I closed my eyes. The silence stretched. I could hear Ellis in the hallway, his footsteps stopping.

"Okay, Mom," I said. And hung up.

Ellis appeared in the doorway. His face was tight. "I heard that."

"It's fine."

"It's not fine." He pulled out his phone and called her back. I heard his voice from the kitchen, low and firm in a way I'd never heard him use with her. "You don't get to tell her that. You don't get to make this about what's convenient for you. She's your daughter, Mom. Act like it."

I sat on the floor and pressed my hands against my knees until they stopped shaking.

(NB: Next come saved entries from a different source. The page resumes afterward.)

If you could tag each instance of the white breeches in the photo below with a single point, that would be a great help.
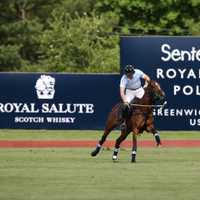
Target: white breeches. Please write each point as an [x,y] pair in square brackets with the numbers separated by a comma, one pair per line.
[131,94]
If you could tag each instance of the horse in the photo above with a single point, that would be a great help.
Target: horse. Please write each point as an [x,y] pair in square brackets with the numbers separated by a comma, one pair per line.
[139,119]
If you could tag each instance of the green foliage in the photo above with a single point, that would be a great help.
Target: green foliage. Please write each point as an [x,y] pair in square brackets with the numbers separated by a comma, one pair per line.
[80,43]
[10,58]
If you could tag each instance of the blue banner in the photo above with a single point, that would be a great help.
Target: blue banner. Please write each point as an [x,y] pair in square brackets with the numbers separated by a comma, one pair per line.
[175,63]
[56,101]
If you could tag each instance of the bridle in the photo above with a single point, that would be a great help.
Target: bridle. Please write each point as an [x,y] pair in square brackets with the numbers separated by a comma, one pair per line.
[150,106]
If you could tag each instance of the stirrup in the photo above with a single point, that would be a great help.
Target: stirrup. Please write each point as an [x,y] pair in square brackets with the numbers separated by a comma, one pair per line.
[123,126]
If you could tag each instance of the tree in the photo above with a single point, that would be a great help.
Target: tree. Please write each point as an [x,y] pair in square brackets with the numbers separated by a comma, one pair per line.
[80,43]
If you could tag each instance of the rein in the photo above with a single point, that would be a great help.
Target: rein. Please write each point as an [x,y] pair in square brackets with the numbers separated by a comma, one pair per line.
[150,106]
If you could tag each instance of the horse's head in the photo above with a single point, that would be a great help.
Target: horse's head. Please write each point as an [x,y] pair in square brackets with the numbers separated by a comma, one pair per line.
[156,91]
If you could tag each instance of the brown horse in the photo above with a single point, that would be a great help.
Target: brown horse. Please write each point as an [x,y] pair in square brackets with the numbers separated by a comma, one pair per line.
[140,119]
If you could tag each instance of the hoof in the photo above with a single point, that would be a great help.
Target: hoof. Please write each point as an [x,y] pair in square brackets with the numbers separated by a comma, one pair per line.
[133,160]
[159,145]
[95,152]
[114,158]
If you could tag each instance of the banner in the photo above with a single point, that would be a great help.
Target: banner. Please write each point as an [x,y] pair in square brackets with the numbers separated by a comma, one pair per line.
[174,62]
[56,101]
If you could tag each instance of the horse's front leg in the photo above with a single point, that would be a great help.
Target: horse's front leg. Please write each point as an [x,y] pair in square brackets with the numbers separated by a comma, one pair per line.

Two days later, I moved into my own place. A one-bedroom in Ballard, clean and spare, with a window that faced west. Ellis had found it through a friend. The rent was reasonable. The walls were white.

I unpacked slowly. Planner on the desk. Keys on the hook by the door. Towels in the bathroom. I made the bed with new sheets — not the ones from the apartment, not anything that smelled like before.

The next morning, a bouquet arrived. White roses, expensive. The card read: *I know you're hurting. I want to understand. Can we please talk? — K*

I read the first line. I didn't read the rest.

I set the flowers in the hallway outside my door and closed it. Then I sat at my desk, opened my planner, and wrote down everything I needed to do that week.

The list was long. That was good. I needed it to be long.